Roussel scored the tie-breaking goal on the next shift, and only 22 seconds after Andrew Cogliano‘s second goal for Anaheim had tied the season opener early in the third period, and Dallas went on to a 4-2 victory over the Ducks on Thursday night.
“Rous made a good yell, I knew he was backdoor, and I just whacked it over there, and he’s a guy that’s going to work hard for that puck,” Cracknell said. “And he puts it in … and we get that lead right back.”
Cracknell later scored a goal that included a secondary assist from Roussel on the Stars’ third line.
“If you look at the scoresheet tonight, it was some of their foot soldiers,” Anaheim coach Randy Carlyle said.
“Antti was excellent,” coach Lindy Ruff said. “That first period, we had some bad decisions, gave up some odd-numbered rushes, made some uncommon bad decisions, gave up three 2-on-1s where he made real good saves.”
Anaheim finished the first period with a 17-1 shots-on-goal advantage, and spent eight minutes on the power play. But the game was tied 1-1 with Johns scoring on Dallas’ only shot before Cogliano had a short-handed goal.
“They came out flying. I think we were just a little too wound up, all pretty juiced up and excited,” Johns said. “In the second and third, we settled down and played our system and got back to the way we know how to play.”
Cogliano had a breakaway after an open-ice turnover by Jason Spezza, and scored on the rebound after his initial shot ricocheted off Niemi.
“I got lucky. … I kind of knew he wanted to go across the ice, I got a stick on it and made a shot and was able to pick up the rebound,” Cogliano said.
Ducks goalie John Gibson had 16 saves in the opener matching the Western Conference’s two defending division champions.
The Stars had a conference-high 109 points while winning the Central Division before losing in the second round of the playoffs to the St.
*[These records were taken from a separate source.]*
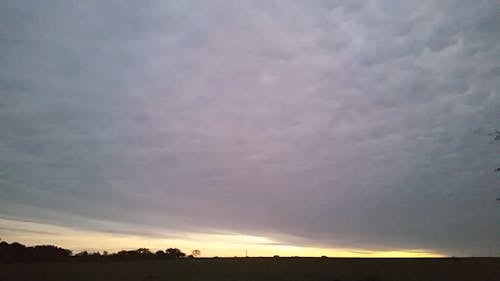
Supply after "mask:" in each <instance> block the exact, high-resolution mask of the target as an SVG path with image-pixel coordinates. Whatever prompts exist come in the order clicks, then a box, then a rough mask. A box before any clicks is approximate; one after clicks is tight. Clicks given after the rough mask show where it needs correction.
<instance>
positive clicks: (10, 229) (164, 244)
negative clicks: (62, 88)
mask: <svg viewBox="0 0 500 281" xmlns="http://www.w3.org/2000/svg"><path fill="white" fill-rule="evenodd" d="M0 237H1V238H2V239H3V240H4V241H8V242H20V243H23V244H26V245H42V244H52V245H57V246H60V247H64V248H67V249H71V250H73V251H82V250H90V251H103V250H106V251H110V252H115V251H118V250H122V249H137V248H149V249H151V250H152V251H156V250H159V249H166V248H170V247H175V248H179V249H181V250H182V251H183V252H185V253H187V254H189V253H190V252H191V250H193V249H199V250H200V251H201V256H204V257H213V256H220V257H233V256H240V257H241V256H244V255H245V254H246V252H248V255H249V256H254V257H255V256H263V257H265V256H274V255H279V256H307V257H319V256H329V257H442V256H444V255H441V254H439V253H435V252H432V251H428V250H421V249H406V250H391V251H371V250H366V249H346V248H319V247H305V246H298V245H285V244H280V243H279V241H275V240H272V239H269V238H267V237H261V236H252V235H242V234H207V233H186V234H185V235H183V237H186V238H182V239H181V238H161V237H143V236H135V235H126V234H112V233H103V232H95V231H82V230H75V229H71V228H67V227H61V226H54V225H47V224H40V223H33V222H22V221H14V220H7V219H1V218H0Z"/></svg>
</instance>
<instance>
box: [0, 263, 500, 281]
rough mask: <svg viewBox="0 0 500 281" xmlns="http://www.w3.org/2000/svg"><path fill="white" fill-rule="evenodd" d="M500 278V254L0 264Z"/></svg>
mask: <svg viewBox="0 0 500 281" xmlns="http://www.w3.org/2000/svg"><path fill="white" fill-rule="evenodd" d="M16 280H25V281H36V280H47V281H72V280H73V281H79V280H106V281H115V280H116V281H127V280H134V281H142V280H149V281H154V280H200V281H202V280H206V281H212V280H214V281H215V280H217V281H247V280H248V281H258V280H261V281H267V280H285V281H286V280H289V281H293V280H296V281H316V280H317V281H334V280H338V281H350V280H352V281H357V280H363V281H376V280H378V281H391V280H398V281H412V280H415V281H432V280H443V281H446V280H449V281H461V280H467V281H469V280H470V281H500V258H422V259H406V258H405V259H355V258H197V259H178V260H151V261H127V262H117V261H88V262H86V261H68V262H51V263H17V264H0V281H16Z"/></svg>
Louis Blues. Anaheim was the Pacific Division champs, but went back to a familiar coach after being ousted in the first round by Nashville.
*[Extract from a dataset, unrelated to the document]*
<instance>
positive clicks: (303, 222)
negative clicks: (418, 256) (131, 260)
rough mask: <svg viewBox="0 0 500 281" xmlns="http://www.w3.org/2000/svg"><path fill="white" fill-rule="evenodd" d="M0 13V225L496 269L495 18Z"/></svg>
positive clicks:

Carlyle, who led the Ducks to their only Stanley Cup title in 2007, replaced Bruce Boudreau nearly five years after being fired.
“They scored three goals right from in tight. So we were lax on that coverage. And we were 0-for-5 on our power play,” Carlyle said after his first game back. “These are the frustrating ones, when you work hard and you do the things that can give yourself a chance, and then you’re lax in the area where you can’t be lax.”